Why 10.7 volt input at ‘71 Duster instrument panel?

Consider this... The starter gets its power through a large gauge wire with very little compenents and/or connections to lower the voltage to the starter. Everything else is supplied by a much smaller wire with a crowd of things in its path to degrade the current path. As soon as ignition switch goes to run position, some things begin drawing that voltage. So start at the beginning. Have a good 12 volts at both sides of bulkhead connector. With that you should have same 12 volts amp meter (across its shunt) and at every branch of black wires leaving a weld splice. One of those branches goes to ignition switch. See full 12 volts going into it the turn it to run to see what voltage loss happens at the blue and other wires coming away from that switch.
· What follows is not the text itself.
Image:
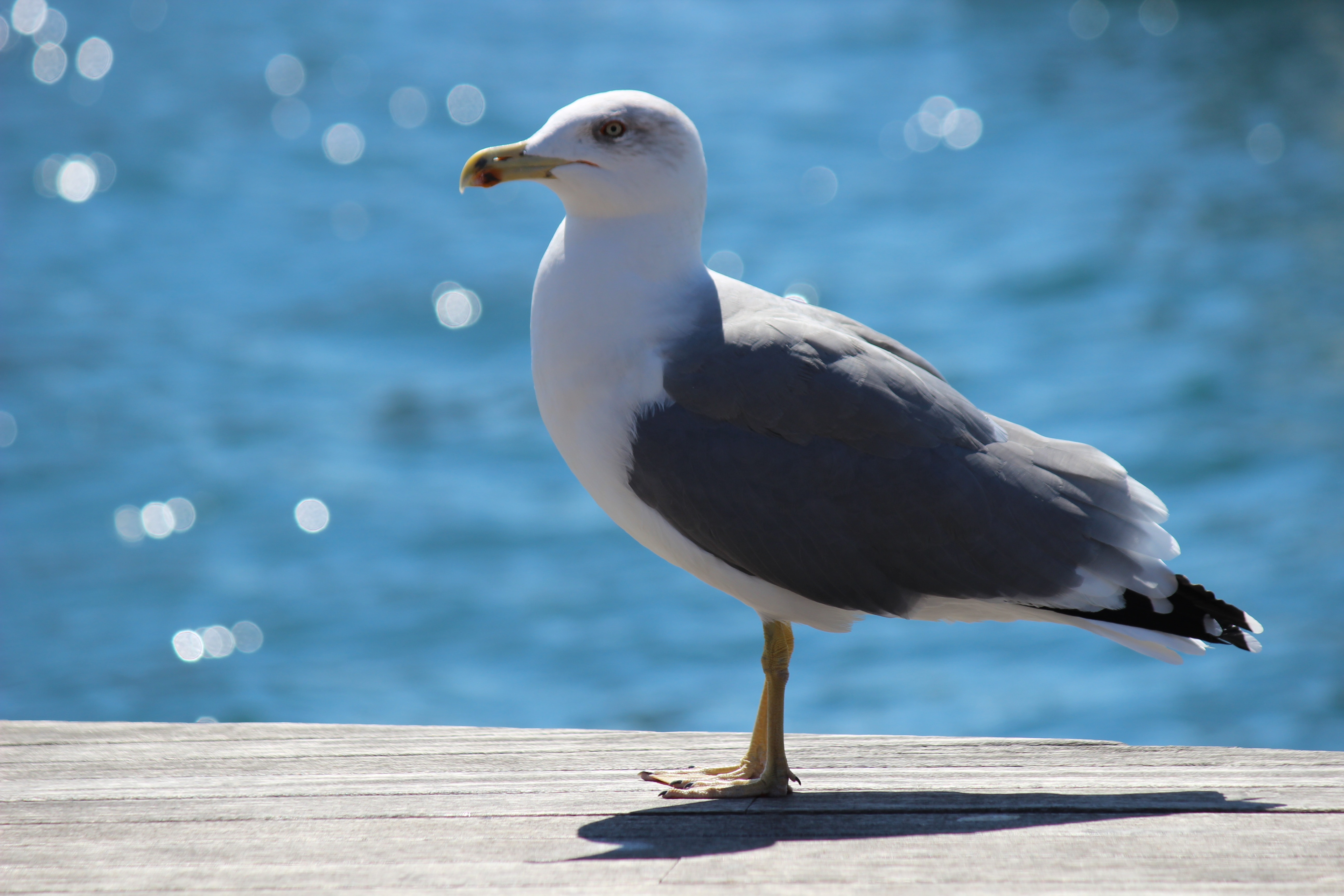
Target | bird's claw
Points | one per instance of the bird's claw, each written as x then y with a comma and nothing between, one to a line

One thing to know about voltage paths and draws... There is a blue and a brown wire at ignition switch commonly known as start 1 and start 2. I can never recall which is which. Both connect to the ballast resistor. That resistor doesn't know or care which direction current flows through it. So with ignition switch in start position where on only one of the two should be hot, you will find lowered resistance voltage feeding back to the ignition switch on the other wire. Same in run position where only one should be hot in run, you will find resistance voltage feeding back to ignition switch on the other wire. This does not indicate a bad ignition switch. Many ignition switches have been replaced by owners who considered this back feed across ballast resistor to be a fault in ignition switch.
Factory service manuals with their wiring diagrams don't actually detail how current can travel connections to ballast resistor in both directions.
One more point to make, most instrument panels before 1972 had 2 of hot in run wires at their round harness connector. We know the blue one feeds nothing more than the gauge voltage limiter. The other (black maybe? I forget) feeds nothing more than the brake warning lamp in inst' panel and I forget where this wire originates. You might check voltage on that one also.
For 72 models they determined only 1 was required to power both features of the inst' panel so the blue one was omitted. Same wire that feeds brake warning lamp also feeds inst' voltage limiter via printed circuit board.
In my 67 model, I did add a relay mounted on the firewall to insure everything on the blue wire under the hood would get its full 12 volts without doing any diagnosis to prove the need for it.